Budget failed to fuel electric car revolution
Budget branded a ‘missed opportunity’ to put the stuttering electric vehicle revolution in Britain back on track
- Some fear the UK will not be ready for the ban of new petrol and diesel cars
- Problems include a lack of charging points and the often sky-high prices of EVs
The Budget has been branded a ‘missed opportunity’ to put the stuttering electric vehicle revolution in Britain back on track.
Industry figures and two former transport secretaries spoke out amid mounting fears that the UK will not be ready for the ban of new petrol and diesel cars in 2030.
Problems include a lack of charging points and the often sky-high price of buying and plugging in an electric vehicle (EV).
Driven to distraction: Problems include a lack of charging points and the often sky-high price of buying and plugging in an electric vehicle
And while Chancellor Jeremy Hunt froze fuel duty for the 13th year in a row – saving petrol and diesel drivers around £6billion a year – there were no policies to encourage the switch to greener cars.
Andy Palmer, former chief of car maker Aston Martin, called Hunt’s Budget ‘counter-intuitive’ when it came to electric, especially given plans to outlaw the sale of new petrol and diesel cars in seven years.
‘The frozen fuel duty seems like a missed opportunity to incentivise a move towards EVs,’ he said.
Adrian Hallmark, chairman and chief executive of Bentley, welcomed tax breaks to boost investment, which were outlined in the Budget, as ‘a great first step’. But he said ministers must do more to ‘incentivise the transition to green technology’.
‘Only then can we be an attractive proposition for car manufacturers looking at where to build the next generation of batteries and much more,’ he said.
A string of problems – from a lack of charging points to the collapse of plans to build a £3.8billion car battery gigafactory in Northumberland – have highlighted a lack of progress.
Lord Darling, who was transport secretary under Tony Blair, said the high turnover of transport ministers – five in the past five years – means Britain’s electric car revolution is careering off course.
‘Frankly, there’s been so many transport secretaries that you lose count, which is actually part of the problem with the Department for Transport,’ said Darling.

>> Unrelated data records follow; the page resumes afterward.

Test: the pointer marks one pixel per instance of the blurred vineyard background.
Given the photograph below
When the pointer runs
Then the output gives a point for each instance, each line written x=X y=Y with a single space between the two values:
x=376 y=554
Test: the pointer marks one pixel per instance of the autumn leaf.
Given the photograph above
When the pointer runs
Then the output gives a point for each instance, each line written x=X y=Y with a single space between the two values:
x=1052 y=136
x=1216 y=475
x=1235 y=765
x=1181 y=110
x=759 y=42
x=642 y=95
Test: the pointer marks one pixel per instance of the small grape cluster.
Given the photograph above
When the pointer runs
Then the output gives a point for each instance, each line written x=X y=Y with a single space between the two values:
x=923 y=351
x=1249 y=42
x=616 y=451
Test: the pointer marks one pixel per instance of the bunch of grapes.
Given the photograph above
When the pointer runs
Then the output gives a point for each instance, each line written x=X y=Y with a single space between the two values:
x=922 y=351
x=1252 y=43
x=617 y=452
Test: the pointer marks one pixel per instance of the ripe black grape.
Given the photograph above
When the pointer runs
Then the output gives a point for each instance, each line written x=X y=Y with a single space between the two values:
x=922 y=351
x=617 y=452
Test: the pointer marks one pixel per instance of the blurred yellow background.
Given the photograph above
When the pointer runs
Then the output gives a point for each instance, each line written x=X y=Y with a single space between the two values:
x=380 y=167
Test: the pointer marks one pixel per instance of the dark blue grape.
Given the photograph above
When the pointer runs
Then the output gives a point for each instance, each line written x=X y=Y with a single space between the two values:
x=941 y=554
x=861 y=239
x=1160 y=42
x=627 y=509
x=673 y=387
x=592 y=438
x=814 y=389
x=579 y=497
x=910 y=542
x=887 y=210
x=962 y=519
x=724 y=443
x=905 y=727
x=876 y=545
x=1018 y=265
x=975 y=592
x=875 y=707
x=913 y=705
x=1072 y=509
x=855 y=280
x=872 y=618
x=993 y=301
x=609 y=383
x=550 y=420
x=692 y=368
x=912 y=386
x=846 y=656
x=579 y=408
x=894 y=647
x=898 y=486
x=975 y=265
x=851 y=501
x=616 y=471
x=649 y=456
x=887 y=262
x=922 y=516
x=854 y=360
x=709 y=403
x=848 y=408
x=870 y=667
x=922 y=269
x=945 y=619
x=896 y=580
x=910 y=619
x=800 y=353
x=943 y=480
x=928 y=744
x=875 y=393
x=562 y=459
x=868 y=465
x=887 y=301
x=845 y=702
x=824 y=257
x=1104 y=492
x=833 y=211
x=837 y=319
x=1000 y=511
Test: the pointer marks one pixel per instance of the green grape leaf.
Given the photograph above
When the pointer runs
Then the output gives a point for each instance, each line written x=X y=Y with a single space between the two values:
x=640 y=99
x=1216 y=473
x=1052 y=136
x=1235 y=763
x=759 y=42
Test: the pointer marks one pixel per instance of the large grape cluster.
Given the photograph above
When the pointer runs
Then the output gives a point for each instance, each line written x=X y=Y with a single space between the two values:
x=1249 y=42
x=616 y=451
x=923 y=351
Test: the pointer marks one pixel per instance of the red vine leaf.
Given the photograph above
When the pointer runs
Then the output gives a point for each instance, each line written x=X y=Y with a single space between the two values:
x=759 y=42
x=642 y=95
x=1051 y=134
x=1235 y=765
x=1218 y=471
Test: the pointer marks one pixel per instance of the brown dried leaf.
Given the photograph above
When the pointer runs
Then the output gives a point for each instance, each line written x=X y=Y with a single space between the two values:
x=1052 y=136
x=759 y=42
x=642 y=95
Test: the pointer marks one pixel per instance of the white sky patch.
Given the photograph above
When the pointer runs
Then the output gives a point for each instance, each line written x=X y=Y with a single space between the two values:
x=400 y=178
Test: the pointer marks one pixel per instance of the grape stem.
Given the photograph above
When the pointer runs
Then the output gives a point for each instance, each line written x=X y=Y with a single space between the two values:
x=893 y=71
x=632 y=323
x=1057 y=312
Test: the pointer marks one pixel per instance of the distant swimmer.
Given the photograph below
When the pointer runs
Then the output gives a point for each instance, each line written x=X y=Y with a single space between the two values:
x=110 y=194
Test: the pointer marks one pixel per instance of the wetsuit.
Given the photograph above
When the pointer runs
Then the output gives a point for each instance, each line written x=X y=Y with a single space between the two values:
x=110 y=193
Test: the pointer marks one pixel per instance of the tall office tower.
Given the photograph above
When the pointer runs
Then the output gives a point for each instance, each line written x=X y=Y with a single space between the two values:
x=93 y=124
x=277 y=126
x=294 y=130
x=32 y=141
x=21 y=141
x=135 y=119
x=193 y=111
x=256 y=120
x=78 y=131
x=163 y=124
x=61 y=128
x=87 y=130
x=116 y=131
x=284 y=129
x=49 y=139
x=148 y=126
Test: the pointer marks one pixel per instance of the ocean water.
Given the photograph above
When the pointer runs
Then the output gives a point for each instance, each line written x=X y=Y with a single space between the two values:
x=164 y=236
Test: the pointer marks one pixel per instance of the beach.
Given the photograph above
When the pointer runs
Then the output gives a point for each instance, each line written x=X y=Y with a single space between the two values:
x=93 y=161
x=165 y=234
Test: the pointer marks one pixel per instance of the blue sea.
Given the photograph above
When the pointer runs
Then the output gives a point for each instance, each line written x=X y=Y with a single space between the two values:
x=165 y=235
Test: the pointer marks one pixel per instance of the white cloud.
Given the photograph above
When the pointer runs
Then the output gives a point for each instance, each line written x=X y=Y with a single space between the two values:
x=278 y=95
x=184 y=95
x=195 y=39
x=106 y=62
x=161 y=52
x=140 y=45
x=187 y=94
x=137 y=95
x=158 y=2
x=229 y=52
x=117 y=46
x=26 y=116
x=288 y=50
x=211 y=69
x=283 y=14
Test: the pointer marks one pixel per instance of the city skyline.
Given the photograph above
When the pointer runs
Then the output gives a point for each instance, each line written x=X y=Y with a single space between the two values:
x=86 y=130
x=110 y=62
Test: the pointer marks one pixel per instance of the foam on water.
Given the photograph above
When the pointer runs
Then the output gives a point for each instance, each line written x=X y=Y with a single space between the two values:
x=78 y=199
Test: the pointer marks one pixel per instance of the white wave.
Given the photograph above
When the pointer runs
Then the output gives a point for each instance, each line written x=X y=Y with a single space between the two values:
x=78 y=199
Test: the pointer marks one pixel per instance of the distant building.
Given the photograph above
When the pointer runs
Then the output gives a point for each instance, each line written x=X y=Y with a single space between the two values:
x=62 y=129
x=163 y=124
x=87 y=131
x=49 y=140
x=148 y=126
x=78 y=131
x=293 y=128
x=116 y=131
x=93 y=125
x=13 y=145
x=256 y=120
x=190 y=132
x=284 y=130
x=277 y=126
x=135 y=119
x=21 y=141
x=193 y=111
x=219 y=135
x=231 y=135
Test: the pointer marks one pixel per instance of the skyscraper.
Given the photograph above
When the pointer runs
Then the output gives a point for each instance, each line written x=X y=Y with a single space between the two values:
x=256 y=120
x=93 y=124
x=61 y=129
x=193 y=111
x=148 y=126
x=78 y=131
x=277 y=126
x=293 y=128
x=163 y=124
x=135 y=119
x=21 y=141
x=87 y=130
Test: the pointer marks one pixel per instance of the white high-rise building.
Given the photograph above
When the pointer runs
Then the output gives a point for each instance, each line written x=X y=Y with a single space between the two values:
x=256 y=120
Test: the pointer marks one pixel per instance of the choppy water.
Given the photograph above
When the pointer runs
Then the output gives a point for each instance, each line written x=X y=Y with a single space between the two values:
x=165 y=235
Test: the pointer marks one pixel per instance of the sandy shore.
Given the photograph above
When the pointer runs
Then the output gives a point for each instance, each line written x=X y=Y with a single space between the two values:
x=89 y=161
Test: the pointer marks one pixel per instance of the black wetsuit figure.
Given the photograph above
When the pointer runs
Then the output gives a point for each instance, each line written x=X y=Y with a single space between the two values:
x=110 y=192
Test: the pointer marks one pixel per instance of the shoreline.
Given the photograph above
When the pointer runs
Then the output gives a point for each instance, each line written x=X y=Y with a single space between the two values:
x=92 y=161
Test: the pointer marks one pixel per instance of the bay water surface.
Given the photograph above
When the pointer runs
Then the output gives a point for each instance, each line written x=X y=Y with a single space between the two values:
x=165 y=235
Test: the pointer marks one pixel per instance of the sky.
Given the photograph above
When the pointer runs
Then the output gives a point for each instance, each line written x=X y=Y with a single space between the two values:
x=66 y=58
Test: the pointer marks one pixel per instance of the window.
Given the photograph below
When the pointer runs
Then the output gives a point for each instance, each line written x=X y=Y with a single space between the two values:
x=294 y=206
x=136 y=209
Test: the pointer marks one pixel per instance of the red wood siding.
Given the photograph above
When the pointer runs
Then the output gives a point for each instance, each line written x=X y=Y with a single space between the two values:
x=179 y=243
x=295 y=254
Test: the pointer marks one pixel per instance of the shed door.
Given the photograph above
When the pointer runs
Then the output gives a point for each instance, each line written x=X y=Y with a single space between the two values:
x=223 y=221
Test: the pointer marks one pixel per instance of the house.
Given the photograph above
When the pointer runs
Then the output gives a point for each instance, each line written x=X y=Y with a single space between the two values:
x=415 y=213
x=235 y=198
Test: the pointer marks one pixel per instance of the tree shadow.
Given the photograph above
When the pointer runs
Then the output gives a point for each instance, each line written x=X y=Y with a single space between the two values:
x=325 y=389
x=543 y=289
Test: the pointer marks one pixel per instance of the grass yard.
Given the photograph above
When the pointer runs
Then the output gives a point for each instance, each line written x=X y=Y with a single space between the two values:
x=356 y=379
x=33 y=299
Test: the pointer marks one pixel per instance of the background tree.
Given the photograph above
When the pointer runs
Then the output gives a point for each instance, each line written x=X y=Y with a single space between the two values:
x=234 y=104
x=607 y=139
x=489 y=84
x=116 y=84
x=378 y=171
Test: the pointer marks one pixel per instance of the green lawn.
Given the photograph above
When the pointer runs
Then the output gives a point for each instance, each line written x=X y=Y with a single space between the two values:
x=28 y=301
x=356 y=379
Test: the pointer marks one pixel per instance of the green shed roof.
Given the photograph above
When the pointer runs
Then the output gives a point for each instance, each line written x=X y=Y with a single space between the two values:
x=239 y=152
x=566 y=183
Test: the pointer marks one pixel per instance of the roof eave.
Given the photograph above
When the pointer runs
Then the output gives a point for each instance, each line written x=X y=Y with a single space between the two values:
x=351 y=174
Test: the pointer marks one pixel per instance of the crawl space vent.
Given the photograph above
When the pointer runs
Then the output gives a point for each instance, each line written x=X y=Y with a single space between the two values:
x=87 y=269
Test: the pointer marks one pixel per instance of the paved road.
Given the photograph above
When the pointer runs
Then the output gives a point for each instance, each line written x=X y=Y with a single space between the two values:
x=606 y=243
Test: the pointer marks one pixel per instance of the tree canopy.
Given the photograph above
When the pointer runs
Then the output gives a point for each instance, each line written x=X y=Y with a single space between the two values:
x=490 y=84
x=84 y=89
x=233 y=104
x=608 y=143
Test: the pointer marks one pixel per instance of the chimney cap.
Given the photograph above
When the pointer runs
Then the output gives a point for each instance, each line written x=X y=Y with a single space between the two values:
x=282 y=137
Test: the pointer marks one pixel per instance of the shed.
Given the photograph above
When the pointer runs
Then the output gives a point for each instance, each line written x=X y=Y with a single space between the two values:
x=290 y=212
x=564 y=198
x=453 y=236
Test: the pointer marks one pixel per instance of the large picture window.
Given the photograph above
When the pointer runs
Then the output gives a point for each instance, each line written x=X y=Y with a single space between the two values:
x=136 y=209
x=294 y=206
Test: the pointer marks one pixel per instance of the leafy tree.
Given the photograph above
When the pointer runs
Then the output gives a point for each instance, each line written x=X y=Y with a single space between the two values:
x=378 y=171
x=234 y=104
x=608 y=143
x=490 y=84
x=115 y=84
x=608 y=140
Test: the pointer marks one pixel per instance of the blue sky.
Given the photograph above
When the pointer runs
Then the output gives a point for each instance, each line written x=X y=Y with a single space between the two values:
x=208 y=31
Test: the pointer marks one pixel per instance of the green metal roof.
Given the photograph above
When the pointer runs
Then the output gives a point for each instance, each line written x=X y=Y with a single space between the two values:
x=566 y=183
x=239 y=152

Geoff Hoon, transport secretary under Gordon Brown, called the Budget ‘disappointing’ especially with its lack of focus on charging points.
Just 8,680 charging devices were installed nationwide in 2022.
And there is a north-south divide with nearly a third in London. Westminster has more than Liverpool, Manchester, Newcastle, Leeds, Sheffield and Birmingham combined.
Hoon said: ‘We’re moving to a situation where by 2030 there will no longer be any production of petrol and diesel cars – people have got to make that change sooner rather than later. You’d have thought that a tax break or some incentive there would have made eminent sense.’